Why Does Jesus Confront Me With Sin and Make Me Feel Guilty?

The persecutor had become the persecuted. 

Saul, a vehement enemy of the “Way” (as early believers in Christ were called), was defending the very cause he once opposed. Saul had changed – his life, his words, even his name! What prompted such a turnaround?

Paul’s conversion story is told more than once in Luke’s detailed, historical account of the early church (the book of Acts). Back then, he was known as Saul. He was a respected, educated, and cultured man, whose zealous desire to defend the Law of God compelled him to persecute anyone who made claims of Jesus having raised from the dead, and being the promised Messiah. 

One day, while traveling, Saul and his companions were struck by a piercing light and a thunderous voice. Blinded by the light, Saul heard the voice ask, “Saul, why are you persecuting Me?”

Saul, not able to see who was speaking, asked, “Who are You?” The voice replied, “I am Jesus, the One you are persecuting.”

Jesus had blinded Saul in order to open his eyes. Then Jesus called Him to the task of opening the eyes of others to the truth. Jesus said:

“…I am sending you to open their eyes, so that they may turn from darkness to light and from the power of Satan to God, that they may receive forgiveness of sins and a place among those who are sanctified by faith in me.’”  ‭‭Acts‬ ‭26:18‬ ‭ESV‬‬

Before his conversion to Christ, Saul was convinced that his disciplined life of learning and applying the laws of God had made him righteous. What he failed to understand is that the Law does not have the power to save people, but only to make them aware of their sin, and their need for salvation.

Religious pride, however, compares one’s works with someone else’s, convincing them that they are (self-) righteous. That’s what happened with Saul.

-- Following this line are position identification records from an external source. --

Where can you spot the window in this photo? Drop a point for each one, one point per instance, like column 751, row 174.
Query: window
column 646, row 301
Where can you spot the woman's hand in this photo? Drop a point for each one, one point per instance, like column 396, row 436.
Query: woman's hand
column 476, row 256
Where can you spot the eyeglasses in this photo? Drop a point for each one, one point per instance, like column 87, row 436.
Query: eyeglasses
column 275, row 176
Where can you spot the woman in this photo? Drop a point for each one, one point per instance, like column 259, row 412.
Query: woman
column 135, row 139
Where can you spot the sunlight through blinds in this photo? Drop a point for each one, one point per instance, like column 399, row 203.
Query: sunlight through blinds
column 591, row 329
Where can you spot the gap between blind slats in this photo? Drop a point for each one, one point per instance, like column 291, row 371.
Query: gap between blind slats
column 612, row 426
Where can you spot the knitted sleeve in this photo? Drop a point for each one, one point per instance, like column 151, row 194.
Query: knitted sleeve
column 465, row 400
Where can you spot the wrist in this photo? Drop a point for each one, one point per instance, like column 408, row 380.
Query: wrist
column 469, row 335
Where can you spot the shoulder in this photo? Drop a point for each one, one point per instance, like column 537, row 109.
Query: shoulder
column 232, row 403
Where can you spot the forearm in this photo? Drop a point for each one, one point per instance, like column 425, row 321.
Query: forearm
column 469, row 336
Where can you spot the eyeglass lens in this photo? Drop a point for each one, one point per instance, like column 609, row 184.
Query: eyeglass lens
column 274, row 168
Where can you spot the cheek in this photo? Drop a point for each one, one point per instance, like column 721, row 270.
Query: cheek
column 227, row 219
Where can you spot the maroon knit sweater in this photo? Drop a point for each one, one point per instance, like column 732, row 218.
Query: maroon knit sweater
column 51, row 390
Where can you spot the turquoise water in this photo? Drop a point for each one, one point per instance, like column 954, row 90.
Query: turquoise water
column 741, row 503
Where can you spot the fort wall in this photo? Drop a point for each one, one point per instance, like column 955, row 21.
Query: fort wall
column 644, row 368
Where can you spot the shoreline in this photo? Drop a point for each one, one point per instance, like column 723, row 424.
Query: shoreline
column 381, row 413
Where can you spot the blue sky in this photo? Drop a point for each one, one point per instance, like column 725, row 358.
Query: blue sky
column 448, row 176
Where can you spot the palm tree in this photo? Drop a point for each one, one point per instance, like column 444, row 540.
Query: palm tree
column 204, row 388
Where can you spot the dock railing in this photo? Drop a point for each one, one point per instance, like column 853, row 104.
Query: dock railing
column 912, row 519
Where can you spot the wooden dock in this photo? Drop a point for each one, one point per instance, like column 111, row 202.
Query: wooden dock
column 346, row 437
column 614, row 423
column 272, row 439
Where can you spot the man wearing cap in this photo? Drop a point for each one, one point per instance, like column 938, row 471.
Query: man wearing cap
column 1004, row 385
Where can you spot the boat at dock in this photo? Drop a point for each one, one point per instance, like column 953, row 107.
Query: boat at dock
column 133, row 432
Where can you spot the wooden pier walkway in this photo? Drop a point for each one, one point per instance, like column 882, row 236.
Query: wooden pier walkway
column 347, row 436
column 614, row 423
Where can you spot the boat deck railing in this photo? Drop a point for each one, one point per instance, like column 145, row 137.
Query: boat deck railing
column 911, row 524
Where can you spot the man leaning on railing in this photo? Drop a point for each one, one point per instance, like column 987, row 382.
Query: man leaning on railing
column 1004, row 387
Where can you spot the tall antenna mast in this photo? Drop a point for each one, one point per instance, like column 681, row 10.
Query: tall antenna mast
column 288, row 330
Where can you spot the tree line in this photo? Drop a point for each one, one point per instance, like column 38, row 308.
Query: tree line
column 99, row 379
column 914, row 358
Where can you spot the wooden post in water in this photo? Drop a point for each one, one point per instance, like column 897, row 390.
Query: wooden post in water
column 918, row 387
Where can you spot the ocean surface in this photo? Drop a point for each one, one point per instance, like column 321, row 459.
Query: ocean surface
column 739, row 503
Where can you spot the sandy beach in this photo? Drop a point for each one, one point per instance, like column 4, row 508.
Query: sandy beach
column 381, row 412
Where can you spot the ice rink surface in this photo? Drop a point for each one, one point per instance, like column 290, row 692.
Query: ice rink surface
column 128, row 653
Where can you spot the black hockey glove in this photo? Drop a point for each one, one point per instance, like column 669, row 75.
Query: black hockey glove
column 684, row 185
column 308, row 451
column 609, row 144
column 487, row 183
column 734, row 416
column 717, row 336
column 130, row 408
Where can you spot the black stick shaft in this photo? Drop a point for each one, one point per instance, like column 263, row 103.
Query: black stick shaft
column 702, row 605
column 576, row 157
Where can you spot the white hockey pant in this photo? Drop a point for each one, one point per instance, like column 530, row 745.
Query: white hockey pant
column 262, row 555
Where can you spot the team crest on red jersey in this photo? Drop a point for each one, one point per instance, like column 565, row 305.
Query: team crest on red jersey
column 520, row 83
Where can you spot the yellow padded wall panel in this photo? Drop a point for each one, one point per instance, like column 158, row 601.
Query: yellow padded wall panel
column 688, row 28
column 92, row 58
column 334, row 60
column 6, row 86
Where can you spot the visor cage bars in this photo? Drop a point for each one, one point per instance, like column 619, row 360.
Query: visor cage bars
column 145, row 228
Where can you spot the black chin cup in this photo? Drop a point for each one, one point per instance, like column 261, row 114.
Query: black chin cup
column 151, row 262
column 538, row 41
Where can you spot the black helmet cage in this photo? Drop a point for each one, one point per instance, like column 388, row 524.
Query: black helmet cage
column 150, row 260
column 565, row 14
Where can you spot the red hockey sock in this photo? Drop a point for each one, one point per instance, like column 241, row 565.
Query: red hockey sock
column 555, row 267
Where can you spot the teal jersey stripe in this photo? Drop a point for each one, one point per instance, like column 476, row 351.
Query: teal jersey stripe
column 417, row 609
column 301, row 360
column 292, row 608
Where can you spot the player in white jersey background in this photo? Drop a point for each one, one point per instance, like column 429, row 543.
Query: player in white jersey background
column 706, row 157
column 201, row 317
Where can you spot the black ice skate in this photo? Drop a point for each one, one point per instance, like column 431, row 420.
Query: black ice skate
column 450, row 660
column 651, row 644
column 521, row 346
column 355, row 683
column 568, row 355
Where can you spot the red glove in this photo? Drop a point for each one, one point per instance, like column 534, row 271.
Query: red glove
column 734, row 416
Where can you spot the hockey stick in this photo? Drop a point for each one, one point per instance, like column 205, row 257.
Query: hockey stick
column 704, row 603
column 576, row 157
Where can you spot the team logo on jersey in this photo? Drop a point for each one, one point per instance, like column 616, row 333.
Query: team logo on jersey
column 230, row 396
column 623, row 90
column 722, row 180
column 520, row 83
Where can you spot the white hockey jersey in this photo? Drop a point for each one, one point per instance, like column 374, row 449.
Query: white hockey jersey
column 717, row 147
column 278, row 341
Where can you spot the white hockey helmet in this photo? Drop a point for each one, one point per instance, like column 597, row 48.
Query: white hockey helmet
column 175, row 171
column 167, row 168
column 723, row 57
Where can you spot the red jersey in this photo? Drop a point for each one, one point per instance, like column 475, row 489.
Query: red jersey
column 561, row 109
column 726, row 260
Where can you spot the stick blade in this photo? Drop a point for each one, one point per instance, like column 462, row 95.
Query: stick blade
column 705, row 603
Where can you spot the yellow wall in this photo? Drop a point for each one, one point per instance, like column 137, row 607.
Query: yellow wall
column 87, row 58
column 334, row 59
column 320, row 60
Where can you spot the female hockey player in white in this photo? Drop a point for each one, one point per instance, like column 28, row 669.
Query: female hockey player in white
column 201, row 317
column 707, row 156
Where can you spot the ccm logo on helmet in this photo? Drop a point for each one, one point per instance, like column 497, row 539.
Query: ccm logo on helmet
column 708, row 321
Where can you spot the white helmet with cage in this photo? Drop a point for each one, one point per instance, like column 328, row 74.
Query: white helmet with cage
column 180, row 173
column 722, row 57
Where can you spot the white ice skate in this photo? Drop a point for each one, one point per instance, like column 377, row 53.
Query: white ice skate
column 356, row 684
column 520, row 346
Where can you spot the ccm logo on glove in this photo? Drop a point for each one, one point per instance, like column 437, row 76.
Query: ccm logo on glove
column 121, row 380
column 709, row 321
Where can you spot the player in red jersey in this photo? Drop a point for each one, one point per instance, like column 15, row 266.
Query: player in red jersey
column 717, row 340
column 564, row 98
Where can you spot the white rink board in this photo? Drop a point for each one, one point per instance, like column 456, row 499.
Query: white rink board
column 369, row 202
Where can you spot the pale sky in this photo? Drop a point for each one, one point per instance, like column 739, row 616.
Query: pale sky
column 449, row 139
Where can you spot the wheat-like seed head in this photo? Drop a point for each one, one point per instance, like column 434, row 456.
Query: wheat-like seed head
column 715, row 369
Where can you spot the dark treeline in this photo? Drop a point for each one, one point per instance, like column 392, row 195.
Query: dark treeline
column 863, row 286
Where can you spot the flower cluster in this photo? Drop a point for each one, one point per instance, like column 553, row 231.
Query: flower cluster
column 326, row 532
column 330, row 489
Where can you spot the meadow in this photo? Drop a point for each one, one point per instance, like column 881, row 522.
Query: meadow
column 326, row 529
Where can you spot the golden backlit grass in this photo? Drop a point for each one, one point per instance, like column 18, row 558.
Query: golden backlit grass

Comparing myself with other people will result in either pride (“I’m better than them.”) or inferiority (“They’re better than me.”). But God does not grade you on how well you measure against others, He measures you against the standard of perfection, found only in His Son, Jesus. 

Saul was filled with self-righteousness until He encountered true righteousness. Then he realized that he was nothing but a sinner. In fact, he later refered to himself as “the chief of sinners.”

You might wonder, “Why does Jesus confront me with my sin? Why does He want me to feel guilty?

The answer is pretty simple. Jesus came to save sinners. Once you are convinced that you are one, you are eligible to receive mercy, grace, and absolute forgiveness! 

To be convinced that you’re a sinner is the beginning of your search for a Savior. And you won’t have to look very far – the same Holy Spirit who convinces you of sin introduces you to Jesus, who willingly paid the price for your sin and freely offers you salvation through faith.

With all of it’s good intentions, religion, outside of a relationship with Jesus, is, at best, a pursuit toward self-righteousness. But when Jesus is at the center of it all, even “chiefs of sinners” are transformed.